Developing marketing which resonates with your customers on an emotional level is key then to influence their buying behaviour.
A model popularised by German neuroscientist Dr. Georg Häusel - the Limbic Map - provides a useful framework for identifying the values and emotions that resonate most strongly with your target audience.
One brand that has recently tried to tap into emotions through storytelling is The National Lottery.
A smart move; after all, rational decision making for purchasing a lottery ticket isn’t likely with the odds of winning somewhere between minuscule and never.
It’s also a successful departure from its “Represent” Twitter campaign. Although this also tried to connect with real people it was hijacked by social media trolls, destroying all attempts at brand building.
Their latest campaign, “Who wins if you win” features various individuals talking about the people close to them and how they would enjoy treating them with their new-found fortune.
The vox pops of ordinary people, from a variety of backgrounds, helps build emotional connections across demographics, and also reminds viewers that real people, just like them, win the lottery.
Using the Limbic Map above, this campaign targets the emotions associated with the balance segments - namely family orientated, nostalgia and dreaming. A move away from the focus of historical campaigns which tended to appeal to the hedonist.
Psychological tactics and emotional drivers can also be applied to referral marketing. We often talk about the psychological balloons and weights at play.
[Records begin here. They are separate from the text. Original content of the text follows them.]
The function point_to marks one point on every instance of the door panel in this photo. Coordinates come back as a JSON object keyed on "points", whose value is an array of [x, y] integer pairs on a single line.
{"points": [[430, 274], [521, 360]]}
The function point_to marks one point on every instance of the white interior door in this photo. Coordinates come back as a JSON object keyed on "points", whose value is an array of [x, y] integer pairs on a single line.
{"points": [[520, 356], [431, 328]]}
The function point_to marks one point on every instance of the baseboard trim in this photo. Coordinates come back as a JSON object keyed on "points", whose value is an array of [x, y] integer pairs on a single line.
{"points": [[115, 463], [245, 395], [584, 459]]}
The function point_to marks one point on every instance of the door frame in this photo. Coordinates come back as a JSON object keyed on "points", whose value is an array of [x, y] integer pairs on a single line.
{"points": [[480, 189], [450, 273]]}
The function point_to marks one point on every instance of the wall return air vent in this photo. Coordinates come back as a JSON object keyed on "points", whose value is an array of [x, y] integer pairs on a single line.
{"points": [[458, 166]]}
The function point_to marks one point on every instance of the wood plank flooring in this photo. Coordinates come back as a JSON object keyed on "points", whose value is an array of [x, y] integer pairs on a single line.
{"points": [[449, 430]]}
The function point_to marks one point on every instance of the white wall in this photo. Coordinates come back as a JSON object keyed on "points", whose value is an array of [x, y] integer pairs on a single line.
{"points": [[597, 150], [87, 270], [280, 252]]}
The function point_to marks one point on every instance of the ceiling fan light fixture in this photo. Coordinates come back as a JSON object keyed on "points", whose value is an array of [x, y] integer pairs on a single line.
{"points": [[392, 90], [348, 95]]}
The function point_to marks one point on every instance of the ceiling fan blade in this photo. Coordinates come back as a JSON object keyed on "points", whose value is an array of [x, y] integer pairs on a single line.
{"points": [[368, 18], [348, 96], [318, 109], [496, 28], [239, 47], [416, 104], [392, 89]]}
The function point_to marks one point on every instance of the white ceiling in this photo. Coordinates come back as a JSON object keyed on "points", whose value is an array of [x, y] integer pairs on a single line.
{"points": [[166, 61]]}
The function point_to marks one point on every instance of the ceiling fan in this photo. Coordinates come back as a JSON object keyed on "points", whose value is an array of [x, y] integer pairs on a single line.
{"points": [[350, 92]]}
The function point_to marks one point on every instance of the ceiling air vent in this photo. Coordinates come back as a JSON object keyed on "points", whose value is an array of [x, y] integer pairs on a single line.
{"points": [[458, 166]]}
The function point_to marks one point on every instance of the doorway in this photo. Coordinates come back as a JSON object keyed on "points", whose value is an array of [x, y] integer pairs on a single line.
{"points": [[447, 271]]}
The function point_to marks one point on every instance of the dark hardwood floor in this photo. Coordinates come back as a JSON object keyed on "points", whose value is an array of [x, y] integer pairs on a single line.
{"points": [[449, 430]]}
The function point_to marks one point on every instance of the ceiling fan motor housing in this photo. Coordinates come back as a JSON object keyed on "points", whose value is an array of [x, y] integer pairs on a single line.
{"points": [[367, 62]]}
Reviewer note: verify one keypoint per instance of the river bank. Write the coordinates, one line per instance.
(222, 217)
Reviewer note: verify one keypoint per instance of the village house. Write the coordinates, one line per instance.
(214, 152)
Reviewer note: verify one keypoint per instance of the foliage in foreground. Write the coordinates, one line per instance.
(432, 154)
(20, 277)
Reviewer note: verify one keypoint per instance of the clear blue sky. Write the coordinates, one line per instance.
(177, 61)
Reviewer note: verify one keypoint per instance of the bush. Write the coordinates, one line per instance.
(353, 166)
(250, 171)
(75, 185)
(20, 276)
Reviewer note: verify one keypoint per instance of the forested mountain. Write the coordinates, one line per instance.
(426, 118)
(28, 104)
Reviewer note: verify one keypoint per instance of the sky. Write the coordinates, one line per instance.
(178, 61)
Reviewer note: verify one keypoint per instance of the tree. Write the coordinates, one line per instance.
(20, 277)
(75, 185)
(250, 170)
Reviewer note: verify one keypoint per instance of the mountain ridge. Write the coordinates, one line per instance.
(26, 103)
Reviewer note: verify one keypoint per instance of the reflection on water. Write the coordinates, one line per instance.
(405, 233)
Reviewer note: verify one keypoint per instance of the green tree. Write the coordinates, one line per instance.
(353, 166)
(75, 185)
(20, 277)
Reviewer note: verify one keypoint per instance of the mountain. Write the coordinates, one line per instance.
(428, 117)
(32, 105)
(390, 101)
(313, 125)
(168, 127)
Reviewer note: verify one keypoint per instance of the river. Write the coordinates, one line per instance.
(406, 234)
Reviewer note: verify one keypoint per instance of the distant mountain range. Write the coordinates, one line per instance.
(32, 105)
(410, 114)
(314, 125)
When deciding on whether to refer a brand to their friends, customers effectively weigh up the social risk (of referring something not deemed a good deal or appealing) vs the social capital (the appreciation given for sharing a great brand).
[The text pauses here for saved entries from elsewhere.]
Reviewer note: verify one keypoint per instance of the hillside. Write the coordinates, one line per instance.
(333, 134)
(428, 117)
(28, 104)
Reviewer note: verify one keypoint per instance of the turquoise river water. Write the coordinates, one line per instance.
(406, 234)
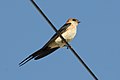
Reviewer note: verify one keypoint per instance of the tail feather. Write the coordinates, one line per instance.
(37, 55)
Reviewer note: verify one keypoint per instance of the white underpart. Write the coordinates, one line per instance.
(68, 36)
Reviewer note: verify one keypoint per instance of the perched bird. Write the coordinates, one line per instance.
(68, 31)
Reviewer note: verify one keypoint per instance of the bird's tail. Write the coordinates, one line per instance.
(37, 55)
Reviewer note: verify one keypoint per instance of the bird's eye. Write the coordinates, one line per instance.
(74, 19)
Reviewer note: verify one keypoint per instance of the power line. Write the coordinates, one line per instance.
(74, 52)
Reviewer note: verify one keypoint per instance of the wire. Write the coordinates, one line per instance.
(79, 58)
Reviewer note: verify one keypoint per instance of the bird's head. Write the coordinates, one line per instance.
(73, 21)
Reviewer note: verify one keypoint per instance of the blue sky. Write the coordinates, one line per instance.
(23, 31)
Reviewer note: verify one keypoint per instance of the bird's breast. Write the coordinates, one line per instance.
(68, 36)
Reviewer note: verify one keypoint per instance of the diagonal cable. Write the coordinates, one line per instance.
(79, 58)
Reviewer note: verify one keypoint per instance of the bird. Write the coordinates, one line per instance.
(67, 31)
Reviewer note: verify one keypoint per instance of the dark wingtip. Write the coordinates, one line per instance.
(26, 60)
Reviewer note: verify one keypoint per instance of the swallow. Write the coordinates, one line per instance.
(68, 32)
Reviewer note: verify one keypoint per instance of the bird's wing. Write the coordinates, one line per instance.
(61, 30)
(45, 50)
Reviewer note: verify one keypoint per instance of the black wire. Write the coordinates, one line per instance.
(88, 69)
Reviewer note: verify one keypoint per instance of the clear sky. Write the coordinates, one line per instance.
(23, 31)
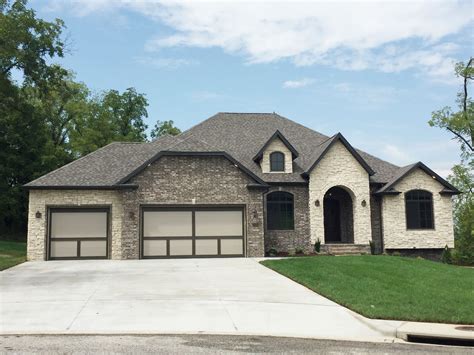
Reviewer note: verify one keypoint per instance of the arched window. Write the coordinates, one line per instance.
(280, 211)
(277, 161)
(419, 209)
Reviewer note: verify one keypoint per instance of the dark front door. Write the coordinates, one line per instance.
(332, 221)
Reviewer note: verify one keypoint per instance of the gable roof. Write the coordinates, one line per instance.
(280, 136)
(324, 147)
(237, 136)
(389, 188)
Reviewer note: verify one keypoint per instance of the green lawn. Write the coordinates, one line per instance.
(11, 253)
(387, 287)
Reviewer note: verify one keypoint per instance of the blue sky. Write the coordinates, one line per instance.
(372, 70)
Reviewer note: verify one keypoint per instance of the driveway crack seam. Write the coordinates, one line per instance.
(82, 308)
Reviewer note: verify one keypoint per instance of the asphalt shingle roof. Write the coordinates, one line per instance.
(241, 135)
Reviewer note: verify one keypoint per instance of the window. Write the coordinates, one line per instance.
(419, 209)
(277, 161)
(280, 214)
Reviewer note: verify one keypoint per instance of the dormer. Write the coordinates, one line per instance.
(276, 155)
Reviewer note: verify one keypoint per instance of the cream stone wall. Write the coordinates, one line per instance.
(40, 199)
(339, 168)
(276, 145)
(395, 233)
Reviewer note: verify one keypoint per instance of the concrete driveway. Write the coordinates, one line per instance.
(222, 296)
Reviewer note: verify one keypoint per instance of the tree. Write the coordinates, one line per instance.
(461, 125)
(164, 127)
(111, 117)
(26, 43)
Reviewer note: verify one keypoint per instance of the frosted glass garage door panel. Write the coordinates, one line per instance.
(64, 249)
(78, 225)
(168, 224)
(206, 247)
(93, 248)
(232, 246)
(218, 223)
(154, 247)
(181, 247)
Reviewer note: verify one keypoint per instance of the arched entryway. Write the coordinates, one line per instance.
(338, 216)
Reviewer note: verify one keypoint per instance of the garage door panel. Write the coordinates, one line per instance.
(63, 249)
(93, 248)
(167, 224)
(154, 247)
(76, 233)
(78, 225)
(232, 246)
(181, 247)
(218, 223)
(206, 247)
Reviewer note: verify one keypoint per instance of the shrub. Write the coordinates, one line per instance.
(317, 246)
(446, 257)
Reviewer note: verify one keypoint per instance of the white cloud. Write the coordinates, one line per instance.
(295, 84)
(166, 63)
(388, 36)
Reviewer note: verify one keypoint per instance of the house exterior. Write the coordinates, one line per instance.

We’ve worked with numerous brands to help them find the right emotional triggers which connect with their customers to encourage brand advocacy and sharing.
One popular tactic is crafting the referral message around the benefit the introduced friend will receive (rather than focusing on the reward for the introduction).
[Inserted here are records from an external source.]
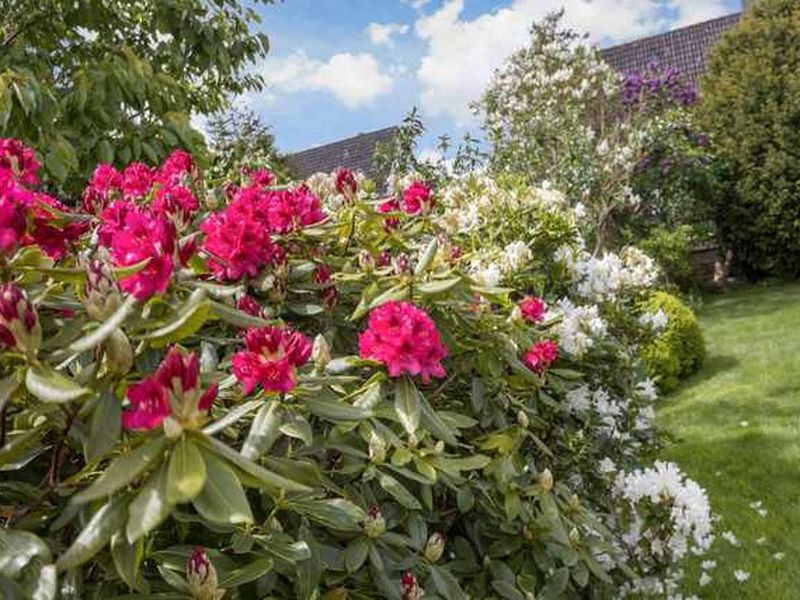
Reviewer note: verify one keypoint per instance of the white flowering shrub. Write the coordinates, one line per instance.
(312, 390)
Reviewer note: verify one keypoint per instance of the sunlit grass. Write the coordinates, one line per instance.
(735, 427)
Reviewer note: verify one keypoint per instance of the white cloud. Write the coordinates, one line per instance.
(381, 33)
(356, 80)
(462, 54)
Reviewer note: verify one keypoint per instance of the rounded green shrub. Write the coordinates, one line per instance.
(680, 349)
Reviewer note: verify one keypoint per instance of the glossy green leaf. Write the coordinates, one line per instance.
(123, 470)
(186, 473)
(222, 499)
(104, 523)
(406, 404)
(48, 385)
(105, 426)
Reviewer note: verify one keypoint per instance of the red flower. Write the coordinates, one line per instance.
(404, 338)
(271, 358)
(104, 186)
(137, 180)
(417, 198)
(346, 183)
(237, 239)
(173, 390)
(20, 161)
(533, 309)
(136, 234)
(541, 356)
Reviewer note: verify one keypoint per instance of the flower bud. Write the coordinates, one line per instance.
(320, 353)
(546, 480)
(19, 322)
(202, 576)
(377, 448)
(119, 352)
(409, 588)
(434, 548)
(101, 291)
(374, 524)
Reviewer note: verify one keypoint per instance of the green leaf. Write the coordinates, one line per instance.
(186, 474)
(399, 492)
(222, 499)
(17, 549)
(97, 533)
(236, 317)
(336, 411)
(123, 470)
(149, 508)
(298, 428)
(98, 336)
(250, 572)
(437, 286)
(263, 431)
(232, 416)
(48, 385)
(105, 426)
(190, 318)
(355, 554)
(271, 480)
(446, 584)
(406, 404)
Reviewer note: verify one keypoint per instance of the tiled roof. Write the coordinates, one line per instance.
(354, 153)
(685, 49)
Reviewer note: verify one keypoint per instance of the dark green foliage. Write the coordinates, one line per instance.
(91, 81)
(680, 350)
(751, 105)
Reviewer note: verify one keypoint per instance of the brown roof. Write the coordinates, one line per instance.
(685, 49)
(354, 153)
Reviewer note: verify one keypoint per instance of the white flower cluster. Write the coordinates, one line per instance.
(607, 277)
(690, 521)
(579, 328)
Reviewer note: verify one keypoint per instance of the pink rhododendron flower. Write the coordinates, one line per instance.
(533, 309)
(404, 338)
(541, 356)
(271, 358)
(290, 210)
(104, 186)
(417, 198)
(346, 183)
(176, 200)
(133, 235)
(137, 180)
(173, 390)
(237, 239)
(177, 169)
(20, 161)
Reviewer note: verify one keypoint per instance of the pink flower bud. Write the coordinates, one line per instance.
(19, 322)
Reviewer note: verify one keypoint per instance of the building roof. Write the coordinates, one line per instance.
(354, 153)
(685, 49)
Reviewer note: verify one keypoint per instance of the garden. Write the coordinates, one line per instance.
(491, 377)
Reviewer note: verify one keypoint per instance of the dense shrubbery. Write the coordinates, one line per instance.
(337, 394)
(751, 105)
(679, 350)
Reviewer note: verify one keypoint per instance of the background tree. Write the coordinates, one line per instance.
(116, 80)
(240, 139)
(751, 106)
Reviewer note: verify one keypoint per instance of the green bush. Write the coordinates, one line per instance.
(751, 106)
(680, 350)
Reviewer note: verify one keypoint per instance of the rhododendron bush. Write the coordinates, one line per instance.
(244, 389)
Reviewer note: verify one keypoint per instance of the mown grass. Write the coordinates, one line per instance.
(735, 428)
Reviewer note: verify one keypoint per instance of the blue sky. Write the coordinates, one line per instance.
(341, 67)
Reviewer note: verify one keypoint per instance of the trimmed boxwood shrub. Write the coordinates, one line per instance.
(680, 350)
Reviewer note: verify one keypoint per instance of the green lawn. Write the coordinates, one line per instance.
(735, 428)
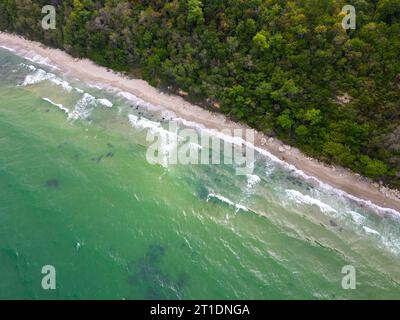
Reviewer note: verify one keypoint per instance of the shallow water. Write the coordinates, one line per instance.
(77, 192)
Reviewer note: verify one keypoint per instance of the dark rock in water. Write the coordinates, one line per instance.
(332, 223)
(52, 184)
(98, 159)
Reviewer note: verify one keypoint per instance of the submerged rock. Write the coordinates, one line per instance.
(52, 184)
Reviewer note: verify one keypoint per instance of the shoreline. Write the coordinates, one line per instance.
(348, 183)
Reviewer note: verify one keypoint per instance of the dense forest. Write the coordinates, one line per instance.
(287, 68)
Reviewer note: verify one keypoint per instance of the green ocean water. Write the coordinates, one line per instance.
(79, 194)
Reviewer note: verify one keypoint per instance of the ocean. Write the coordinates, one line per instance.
(78, 193)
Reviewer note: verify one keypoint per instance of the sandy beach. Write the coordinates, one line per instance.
(351, 184)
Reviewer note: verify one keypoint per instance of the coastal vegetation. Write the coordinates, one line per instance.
(286, 68)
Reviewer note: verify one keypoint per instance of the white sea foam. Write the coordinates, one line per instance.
(371, 231)
(36, 58)
(83, 107)
(105, 102)
(137, 101)
(60, 106)
(38, 76)
(356, 217)
(289, 167)
(7, 48)
(227, 201)
(300, 198)
(64, 84)
(28, 66)
(168, 140)
(252, 180)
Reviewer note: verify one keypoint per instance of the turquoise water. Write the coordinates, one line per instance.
(77, 192)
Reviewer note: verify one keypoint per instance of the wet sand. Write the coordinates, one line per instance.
(85, 70)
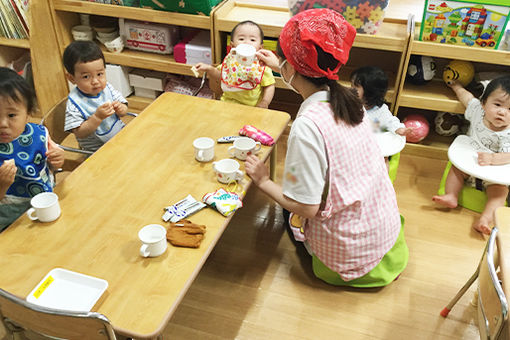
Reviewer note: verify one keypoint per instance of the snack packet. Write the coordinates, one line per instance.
(254, 133)
(225, 202)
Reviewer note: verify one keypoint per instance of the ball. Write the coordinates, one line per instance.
(447, 124)
(420, 127)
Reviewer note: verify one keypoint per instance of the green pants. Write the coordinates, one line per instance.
(391, 265)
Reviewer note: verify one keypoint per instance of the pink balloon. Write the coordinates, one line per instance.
(420, 126)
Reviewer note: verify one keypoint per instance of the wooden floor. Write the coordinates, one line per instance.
(255, 285)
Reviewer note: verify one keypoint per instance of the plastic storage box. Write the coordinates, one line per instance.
(465, 23)
(195, 48)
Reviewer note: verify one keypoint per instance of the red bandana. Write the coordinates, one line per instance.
(323, 27)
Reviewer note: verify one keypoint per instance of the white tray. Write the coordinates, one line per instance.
(463, 153)
(390, 143)
(67, 290)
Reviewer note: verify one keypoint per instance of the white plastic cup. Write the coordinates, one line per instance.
(244, 54)
(153, 237)
(45, 206)
(227, 170)
(243, 147)
(204, 149)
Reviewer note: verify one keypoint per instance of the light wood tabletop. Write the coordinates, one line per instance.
(125, 185)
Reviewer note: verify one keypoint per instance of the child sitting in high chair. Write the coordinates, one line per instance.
(371, 84)
(489, 119)
(27, 152)
(252, 84)
(93, 106)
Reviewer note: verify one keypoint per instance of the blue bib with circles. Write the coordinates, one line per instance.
(29, 153)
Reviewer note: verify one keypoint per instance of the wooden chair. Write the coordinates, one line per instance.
(492, 303)
(19, 315)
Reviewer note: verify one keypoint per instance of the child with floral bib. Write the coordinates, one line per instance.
(251, 84)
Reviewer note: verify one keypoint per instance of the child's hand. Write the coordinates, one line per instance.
(403, 131)
(7, 174)
(54, 155)
(202, 67)
(120, 108)
(104, 111)
(256, 169)
(485, 158)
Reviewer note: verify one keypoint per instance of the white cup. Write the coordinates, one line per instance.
(227, 170)
(244, 54)
(153, 237)
(243, 147)
(45, 206)
(204, 149)
(82, 32)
This means customers feel happy sharing the brand, without fear of feeling they are only referring for personal gain.
In the above example, Benefit Cosmetics offered both the referrer and their friend a free product rather than a discount.
New products or limited edition rewards are the best offers for people dominated by the stimulance segment in the Limbic map. They are attracted by scarcity; one of Robert Cialdini’s Principles of Persuasion, which we have discussed previously.
An alternative approach is offering a donation to charity rather than a discount or free gift. A well chosen charity which connects with consumers can really trigger an emotional response, especially those driven by feelings of care and empathy.
Last year, Tonik Energy did this to great effect. With the campaign running in December it enabled their customers to feel good about supporting a worthwhile charity at Christmas. Employees were also bought into the campaign with special briefings so the message was consistent across the brand. The campaign raised over £10K for Wellchild and built great brand sentiment for Tonik Energy.
Whilst the most effective referral messaging focuses on positive emotions, there are some tactics which play into fear. Namely, the fear of missing out.
In this case the reward is time limited to encourage speedy redemption of the reward before the offer expires. This works well when targeting consumers who are more spontaneous and impulsive (the "adventurers" in the limbic model).
Building emotion into your marketing is key to drive new customer acquisition. Once your customers are onboard, it is clear that emotion also plays a big part in moving them from satisfied customers to brand advocates.